ING.com/THINK has our new report, Why bitcoin is destined to become a niche asset. One-paragraph summary:
In the long term, Bitcoin has little to offer to a wider audience, and will likely return to being a niche product for a select group of enthusiasts. What they regard as key benefits, may actually be impediments to wider adoption. Moreover, bitcoin’s high value today is based on shaky foundations, given that the platform is open source and can therefore be forked and copy-pasted easily. Scope for such cryptocurrency debasement is limited only by network effects and switching costs, but those may be smaller than expected.
Slightly longer summary:
- The “true” value of bitcoin depends on its future use case. If users would en masse lose interest, then it could end at zero. On the other hand, in the unlikely scenario that Bitcoin takes over all worldwide payments, its value could rise beyond $1m.
- Yet as Bitcoin is failing as payment system, and is now primarily used as asset to hold, the only remaining justification for investing in bitcoin is the assumption that others are willing to buy bitcoin at higher prices in the future.
- Why won’t Bitcoin appeal to mass audience?
- Regulation: Its decentralised nature makes it difficult to regulate. Governments and regulators may not ever come to like decentralised financial networks at all.
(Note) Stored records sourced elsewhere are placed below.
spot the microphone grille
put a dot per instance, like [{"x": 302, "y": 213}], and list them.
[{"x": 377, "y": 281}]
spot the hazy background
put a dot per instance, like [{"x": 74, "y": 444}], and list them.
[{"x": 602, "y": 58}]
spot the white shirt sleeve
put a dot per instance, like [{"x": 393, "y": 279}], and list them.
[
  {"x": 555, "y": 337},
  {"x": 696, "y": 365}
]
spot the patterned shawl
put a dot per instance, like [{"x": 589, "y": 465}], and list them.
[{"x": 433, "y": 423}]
A negative event, such as a price crash followed by public outcry, could trigger a regulatory crackdown.
- Intermediaries: working without intermediaries is cherished by a core group of Bitcoin enthusiasts. The mass audience however dislikes having no rights, no recourse, no guarantees, no legal coverage, nothing. They just want secure, reliable and hassle-free access to their money, and a help desk to call when they lose their password.
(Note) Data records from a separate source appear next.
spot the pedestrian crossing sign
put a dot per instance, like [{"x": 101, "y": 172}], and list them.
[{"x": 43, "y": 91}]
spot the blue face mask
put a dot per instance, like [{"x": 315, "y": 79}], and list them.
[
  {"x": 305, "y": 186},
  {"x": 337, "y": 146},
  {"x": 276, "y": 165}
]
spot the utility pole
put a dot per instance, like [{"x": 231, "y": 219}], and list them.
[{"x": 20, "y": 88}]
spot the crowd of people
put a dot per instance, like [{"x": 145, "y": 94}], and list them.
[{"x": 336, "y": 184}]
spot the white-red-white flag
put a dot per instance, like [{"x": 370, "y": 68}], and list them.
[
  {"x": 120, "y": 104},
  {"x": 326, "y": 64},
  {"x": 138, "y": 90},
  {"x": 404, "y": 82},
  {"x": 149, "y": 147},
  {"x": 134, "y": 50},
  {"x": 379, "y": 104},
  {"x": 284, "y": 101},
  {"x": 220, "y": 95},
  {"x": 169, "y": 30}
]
- Scalability: The Bitcoin network is currently clogged and the current level of transaction fees (average $8 in November) makes it very unattractive for small payments.
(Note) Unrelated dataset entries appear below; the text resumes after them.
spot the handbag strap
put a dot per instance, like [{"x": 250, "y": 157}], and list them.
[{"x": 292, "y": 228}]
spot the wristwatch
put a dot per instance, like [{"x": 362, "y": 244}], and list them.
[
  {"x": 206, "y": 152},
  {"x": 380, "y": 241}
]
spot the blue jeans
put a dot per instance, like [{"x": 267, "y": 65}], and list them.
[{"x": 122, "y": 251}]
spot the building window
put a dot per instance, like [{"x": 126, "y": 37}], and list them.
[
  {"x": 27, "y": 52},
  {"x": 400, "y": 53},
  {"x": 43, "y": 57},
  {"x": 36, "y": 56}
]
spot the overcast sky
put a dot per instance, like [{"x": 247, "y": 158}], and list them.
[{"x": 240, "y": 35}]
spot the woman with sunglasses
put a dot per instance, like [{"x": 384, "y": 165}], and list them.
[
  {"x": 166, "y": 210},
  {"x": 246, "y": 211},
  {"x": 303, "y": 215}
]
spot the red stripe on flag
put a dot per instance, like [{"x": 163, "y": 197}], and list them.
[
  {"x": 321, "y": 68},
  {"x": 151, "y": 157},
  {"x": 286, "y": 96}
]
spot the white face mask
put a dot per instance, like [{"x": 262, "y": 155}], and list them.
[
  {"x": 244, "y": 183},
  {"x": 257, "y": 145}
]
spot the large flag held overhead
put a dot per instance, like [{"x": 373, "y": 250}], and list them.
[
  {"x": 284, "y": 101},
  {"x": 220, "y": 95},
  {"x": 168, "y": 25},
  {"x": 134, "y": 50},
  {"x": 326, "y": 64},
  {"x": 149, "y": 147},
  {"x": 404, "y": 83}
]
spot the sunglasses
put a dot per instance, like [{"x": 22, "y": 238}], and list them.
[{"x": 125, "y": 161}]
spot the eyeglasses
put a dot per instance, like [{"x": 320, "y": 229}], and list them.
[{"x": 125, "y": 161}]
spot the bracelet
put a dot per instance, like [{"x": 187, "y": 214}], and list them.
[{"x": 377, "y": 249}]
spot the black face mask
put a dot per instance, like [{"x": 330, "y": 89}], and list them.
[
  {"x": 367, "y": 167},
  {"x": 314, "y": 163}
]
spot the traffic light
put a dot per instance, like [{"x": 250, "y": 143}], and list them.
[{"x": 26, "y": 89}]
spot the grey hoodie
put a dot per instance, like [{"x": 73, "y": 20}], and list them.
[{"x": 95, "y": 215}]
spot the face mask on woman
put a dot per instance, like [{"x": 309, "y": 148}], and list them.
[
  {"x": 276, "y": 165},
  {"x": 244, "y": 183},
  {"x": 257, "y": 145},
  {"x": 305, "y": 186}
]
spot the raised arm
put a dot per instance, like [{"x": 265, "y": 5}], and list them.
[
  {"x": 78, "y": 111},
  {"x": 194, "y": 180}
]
- Volatility: while the value of “ordinary” money is managed by the central bank, Bitcoin’s supply is fixed and its value depends greatly on demand. This makes it inherently volatile.
- Energy use: in the case of bitcoin, the price of taking out intermediaries is very high electricity consumption.
- Governance: blockchain is great at rule enforcement, but does not provide at all for rule setting. This lack of governance makes implementing innovations slow and painful. Moreover, power may get concentrated in the hands of a few (miners, in the case of Bitcoin).
- The current Bitcoin dominance appears built on the idea that bitcoin will remain the cryptocurrency of choice forever. Indeed, cryptocurrency, like other internet services, are subject to “network effects” and “switching costs”, creating a “winner takes all”-dynamic. However, with cryptocurrencies, these network effects and switching costs may be lower than thought. This is especially the case given Bitcoin’s open-source, forkable, clonable nature. It is easy to create a clone or close substitute. This means that Bitcoin may be scarce on its own blockchain, but its blockchain is in infinite supply. If bitcoin is “digital gold”, then forking and copy-pasting are successful forms of “digital alchemy”.